Title
Illegal Occupation: Framing the Occupied Palestinian Territory
Abstract
Abstract: Illegal Occupation: the Framing of the Occupied Palestinian Territory
The article expands the international legal discourse on belligerent occupation by analyzing the nature of the normative regime of occupation, as distinct from the traditional focus on the legality of specific actions undertaken within it. Focusing on the Israeli occupation of the Palestinian territory, the article argues that this occupation has become illegal both intrinsically (i.e., in terms of the fundamental principles comprising the normative regime of occupation) and extrinsically (i.e., in terms of the international legal order which generates this normative regime as an exception to the normal order of sovereign equality between states).
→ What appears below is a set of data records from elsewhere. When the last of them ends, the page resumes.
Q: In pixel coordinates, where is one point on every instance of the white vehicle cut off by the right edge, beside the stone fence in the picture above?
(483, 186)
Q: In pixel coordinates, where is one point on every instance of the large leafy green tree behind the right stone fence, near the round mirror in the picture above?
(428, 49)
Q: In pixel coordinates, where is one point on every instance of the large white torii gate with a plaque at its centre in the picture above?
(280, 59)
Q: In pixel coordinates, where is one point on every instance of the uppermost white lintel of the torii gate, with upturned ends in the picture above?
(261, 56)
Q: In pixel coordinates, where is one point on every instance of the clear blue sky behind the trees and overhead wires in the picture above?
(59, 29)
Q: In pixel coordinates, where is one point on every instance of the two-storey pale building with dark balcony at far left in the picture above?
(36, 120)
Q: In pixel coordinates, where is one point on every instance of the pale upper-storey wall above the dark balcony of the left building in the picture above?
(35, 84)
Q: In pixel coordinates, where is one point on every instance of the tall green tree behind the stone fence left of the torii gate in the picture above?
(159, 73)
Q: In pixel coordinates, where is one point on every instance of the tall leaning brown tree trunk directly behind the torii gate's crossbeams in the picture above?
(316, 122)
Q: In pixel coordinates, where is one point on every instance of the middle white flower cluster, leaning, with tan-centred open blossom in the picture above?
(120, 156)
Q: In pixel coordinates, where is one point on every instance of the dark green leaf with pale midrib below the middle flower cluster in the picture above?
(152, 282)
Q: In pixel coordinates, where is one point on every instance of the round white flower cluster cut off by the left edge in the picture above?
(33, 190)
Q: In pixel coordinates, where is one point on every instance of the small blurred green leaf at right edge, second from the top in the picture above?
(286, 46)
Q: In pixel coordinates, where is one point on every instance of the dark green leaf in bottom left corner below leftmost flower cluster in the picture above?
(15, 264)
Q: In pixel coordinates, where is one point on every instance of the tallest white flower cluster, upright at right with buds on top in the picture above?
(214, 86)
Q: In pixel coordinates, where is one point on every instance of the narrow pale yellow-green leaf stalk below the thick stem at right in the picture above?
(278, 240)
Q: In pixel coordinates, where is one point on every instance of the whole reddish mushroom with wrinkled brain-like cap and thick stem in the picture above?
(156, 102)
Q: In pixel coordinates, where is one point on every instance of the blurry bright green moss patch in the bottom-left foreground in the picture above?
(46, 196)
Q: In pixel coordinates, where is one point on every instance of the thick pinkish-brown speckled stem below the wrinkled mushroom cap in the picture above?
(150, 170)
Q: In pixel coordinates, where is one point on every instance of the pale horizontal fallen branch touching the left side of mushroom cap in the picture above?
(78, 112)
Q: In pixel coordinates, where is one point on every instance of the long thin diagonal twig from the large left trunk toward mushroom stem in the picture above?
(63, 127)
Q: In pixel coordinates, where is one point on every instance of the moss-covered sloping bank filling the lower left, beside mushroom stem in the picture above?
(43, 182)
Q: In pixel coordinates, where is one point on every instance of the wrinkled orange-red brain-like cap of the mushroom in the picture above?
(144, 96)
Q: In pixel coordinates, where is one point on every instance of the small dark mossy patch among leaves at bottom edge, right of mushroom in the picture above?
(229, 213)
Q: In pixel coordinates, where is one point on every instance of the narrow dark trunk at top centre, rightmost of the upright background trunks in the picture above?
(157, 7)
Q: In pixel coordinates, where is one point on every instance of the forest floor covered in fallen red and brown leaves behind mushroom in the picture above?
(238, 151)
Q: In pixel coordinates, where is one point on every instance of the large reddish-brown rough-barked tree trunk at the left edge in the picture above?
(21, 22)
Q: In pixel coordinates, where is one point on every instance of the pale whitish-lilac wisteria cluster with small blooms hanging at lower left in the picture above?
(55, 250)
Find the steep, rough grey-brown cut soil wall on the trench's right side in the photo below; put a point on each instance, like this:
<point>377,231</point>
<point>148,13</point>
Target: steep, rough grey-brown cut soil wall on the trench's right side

The intrinsic legality of an occupation is measured in relation to its three interrelated basic tenets: (a) Sovereignty and title in an occupied territory is not vested in the occupying power; in view of the principle of self-determination, it is vested in the occupied population; (b) The occupying power is entrusted with the management of public order and civil life in the occupied territory. In view of the principle of self-determination, the people under occupation are the beneficiaries of this trust. Their dispossession and subjugation is thus a violation of this trust; and (c) The occupation is temporary. It is neither permanent nor indefinite. The extrinsic legality of an occupation is to be measured by its exceptionality. Once the boundaries between the exception and the rule (as well as between occupation/ non occupation'; annexation/ non annexation; temporary/ indefinite) are blurred, the occupation becomes illegal. This is the nature of the Israeli occupation.